Os abusos nem sempre são escancarados. Além da violência obstétrica, os julgamentos de casos de negligência, imperícia ou imprudência podem ser avaliados no âmbito criminal, por ação na Justiça, e administrativo, por investigação dos Conselhos Regionais de Medicina. Entre os passos na direção correta está a adoção da Caderneta da Gestante, do Ministério da Saúde. Também é preciso integrar equipes transdisciplinares, implementar protocolos para definir os riscos de cada gestação e acolher parturientes em salas PPP (de pré-parto, parto e pós-parto), que permitem que a mulher fique no mesmo ambiente ao longo de todo o procedimento. “Apenas focar no parto vaginal não é mudança real. A gente quer humanizar a assistência. Não quero aumentar a taxa de parto normal com aumento da mortalidade materna e perinatal”, afirma Melania Amorim, ginecologista obstetra e especialista em humanização. Rita Sanchez, obstetra do Hospital Israelita Albert Einstein, faz um alerta similar. “Os eventos adversos não podem aumentar. Não se pode fazer parto normal a qualquer custo.” E o custo, para as famílias ouvidas, foi extremo.

Quase ninguém no hospital entendia meu sofrimento. Foi muita humilhação"
SILVANE GARCIA DE SOUSA (acima), desempregada e mãe de Vitória, de 2 anos. A menina morreu durante a produção desta reportagem

Anthony Raul, o bebê que caiu no chão ao nascer, filho de Joelma e Robert, recupera-se em casa do traumatismo.

Maria Anunciada tenta apoiar o irmão, que perdeu o filho e a mulher, Lucinei. Ele só conseguiu voltar a entrar em casa meses após a tragédia.

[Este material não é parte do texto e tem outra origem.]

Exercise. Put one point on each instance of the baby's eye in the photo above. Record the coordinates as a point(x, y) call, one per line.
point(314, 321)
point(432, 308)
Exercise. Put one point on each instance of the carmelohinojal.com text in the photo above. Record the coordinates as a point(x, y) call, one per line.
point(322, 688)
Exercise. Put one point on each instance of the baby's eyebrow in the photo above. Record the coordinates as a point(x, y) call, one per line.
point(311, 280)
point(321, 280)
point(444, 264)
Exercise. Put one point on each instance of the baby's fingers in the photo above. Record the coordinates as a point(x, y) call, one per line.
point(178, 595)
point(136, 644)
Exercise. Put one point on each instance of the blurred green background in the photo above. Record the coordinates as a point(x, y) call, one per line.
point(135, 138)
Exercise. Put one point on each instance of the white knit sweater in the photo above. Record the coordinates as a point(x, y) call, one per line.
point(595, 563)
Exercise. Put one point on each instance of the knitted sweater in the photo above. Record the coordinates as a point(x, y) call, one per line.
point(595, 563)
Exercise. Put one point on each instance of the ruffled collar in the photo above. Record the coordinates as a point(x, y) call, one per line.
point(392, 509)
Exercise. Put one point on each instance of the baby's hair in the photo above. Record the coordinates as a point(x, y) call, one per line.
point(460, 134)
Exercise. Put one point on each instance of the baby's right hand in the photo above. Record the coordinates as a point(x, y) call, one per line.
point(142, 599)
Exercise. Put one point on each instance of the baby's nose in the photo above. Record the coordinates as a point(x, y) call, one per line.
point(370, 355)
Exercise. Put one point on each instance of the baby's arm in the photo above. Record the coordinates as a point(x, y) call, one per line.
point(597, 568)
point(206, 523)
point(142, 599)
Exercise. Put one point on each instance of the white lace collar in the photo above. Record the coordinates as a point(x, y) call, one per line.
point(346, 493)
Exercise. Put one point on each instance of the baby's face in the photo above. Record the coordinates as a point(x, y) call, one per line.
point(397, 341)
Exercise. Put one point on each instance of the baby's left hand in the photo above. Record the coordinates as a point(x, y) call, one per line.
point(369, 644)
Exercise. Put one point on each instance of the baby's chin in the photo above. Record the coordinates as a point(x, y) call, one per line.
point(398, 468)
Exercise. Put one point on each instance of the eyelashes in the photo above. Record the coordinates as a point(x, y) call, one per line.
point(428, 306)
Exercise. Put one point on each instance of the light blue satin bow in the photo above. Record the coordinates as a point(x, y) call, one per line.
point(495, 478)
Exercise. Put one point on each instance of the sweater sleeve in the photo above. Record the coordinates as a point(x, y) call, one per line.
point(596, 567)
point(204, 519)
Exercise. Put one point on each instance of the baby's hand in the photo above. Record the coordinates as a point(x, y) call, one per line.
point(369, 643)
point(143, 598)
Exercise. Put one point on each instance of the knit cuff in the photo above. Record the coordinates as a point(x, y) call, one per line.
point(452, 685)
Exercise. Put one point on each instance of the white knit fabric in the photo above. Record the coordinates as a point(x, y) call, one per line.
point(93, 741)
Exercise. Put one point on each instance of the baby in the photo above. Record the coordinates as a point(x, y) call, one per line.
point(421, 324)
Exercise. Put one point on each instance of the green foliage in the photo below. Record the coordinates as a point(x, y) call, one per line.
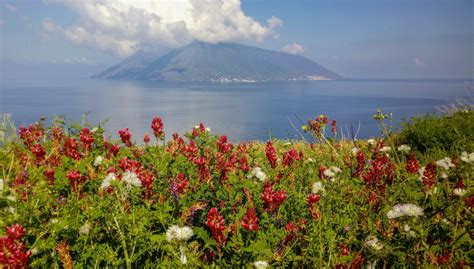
point(453, 133)
point(127, 226)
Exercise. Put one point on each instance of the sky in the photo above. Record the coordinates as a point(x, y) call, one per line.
point(354, 38)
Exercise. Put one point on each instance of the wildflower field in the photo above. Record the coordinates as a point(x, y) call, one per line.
point(70, 196)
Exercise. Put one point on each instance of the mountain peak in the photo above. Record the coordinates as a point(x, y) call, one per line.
point(220, 62)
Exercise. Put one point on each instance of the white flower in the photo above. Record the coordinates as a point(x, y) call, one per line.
point(445, 163)
point(260, 264)
point(178, 233)
point(258, 173)
point(84, 229)
point(108, 180)
point(131, 179)
point(318, 187)
point(373, 242)
point(409, 210)
point(467, 158)
point(404, 148)
point(459, 192)
point(98, 160)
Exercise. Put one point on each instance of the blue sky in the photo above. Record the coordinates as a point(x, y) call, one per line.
point(358, 39)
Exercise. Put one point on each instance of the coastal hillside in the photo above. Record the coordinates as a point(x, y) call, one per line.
point(221, 62)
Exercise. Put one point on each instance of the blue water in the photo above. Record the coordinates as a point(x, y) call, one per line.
point(243, 112)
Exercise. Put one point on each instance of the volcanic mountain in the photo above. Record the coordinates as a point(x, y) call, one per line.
point(220, 62)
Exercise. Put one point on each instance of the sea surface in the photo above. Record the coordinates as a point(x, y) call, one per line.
point(243, 111)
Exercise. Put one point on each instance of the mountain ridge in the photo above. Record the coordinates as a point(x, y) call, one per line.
point(221, 62)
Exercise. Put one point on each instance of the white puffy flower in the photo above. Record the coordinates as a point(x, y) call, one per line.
point(467, 158)
point(178, 233)
point(404, 148)
point(459, 192)
point(108, 180)
point(258, 173)
point(98, 160)
point(373, 242)
point(260, 264)
point(131, 179)
point(318, 187)
point(446, 163)
point(84, 229)
point(409, 210)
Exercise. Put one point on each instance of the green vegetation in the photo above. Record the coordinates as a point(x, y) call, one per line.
point(72, 197)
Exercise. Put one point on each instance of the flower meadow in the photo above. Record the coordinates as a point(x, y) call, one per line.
point(70, 196)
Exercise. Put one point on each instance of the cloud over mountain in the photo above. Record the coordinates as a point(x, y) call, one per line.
point(123, 26)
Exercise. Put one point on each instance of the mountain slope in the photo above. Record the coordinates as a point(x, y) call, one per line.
point(221, 62)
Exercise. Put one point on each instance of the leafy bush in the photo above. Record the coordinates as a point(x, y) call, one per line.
point(452, 133)
point(69, 196)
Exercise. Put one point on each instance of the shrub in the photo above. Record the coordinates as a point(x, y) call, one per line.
point(452, 133)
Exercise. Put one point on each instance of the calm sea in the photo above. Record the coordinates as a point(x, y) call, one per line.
point(243, 112)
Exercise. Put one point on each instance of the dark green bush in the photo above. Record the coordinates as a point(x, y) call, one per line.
point(450, 133)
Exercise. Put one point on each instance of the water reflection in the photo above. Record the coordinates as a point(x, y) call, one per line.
point(244, 112)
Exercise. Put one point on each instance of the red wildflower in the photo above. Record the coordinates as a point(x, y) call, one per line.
point(70, 149)
point(469, 201)
point(412, 164)
point(250, 221)
point(344, 250)
point(271, 154)
point(272, 199)
point(39, 153)
point(146, 138)
point(290, 156)
point(12, 251)
point(312, 200)
point(157, 126)
point(125, 136)
point(429, 175)
point(74, 179)
point(333, 127)
point(216, 224)
point(86, 139)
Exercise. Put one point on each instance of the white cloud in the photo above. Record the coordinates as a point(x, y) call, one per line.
point(419, 62)
point(122, 26)
point(294, 48)
point(10, 7)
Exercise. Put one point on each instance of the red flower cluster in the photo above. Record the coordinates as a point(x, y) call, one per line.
point(70, 149)
point(12, 250)
point(216, 224)
point(157, 126)
point(333, 127)
point(75, 179)
point(312, 200)
point(291, 156)
point(126, 137)
point(86, 139)
point(250, 221)
point(272, 199)
point(429, 176)
point(412, 164)
point(271, 154)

Tauana, mãe de Davi, abandonou o emprego e vara madrugadas a conferir se o filho, hoje com 2 anos, respira. Ele recebe 11 medicações por dia.

Vitória, filha de Silvane, morreu durante a produção desta reportagem, aos 2 anos de idade, em 1º de junho, por uma infecção. Uma decisão judicial havia determinado que o Estado fornecesse a ela atendimento domiciliar. A criança não chegou a usufruir do cuidado. Silvane, agora, quer encontrar uma forma de ajudar mães que passam pelo mesmo problema.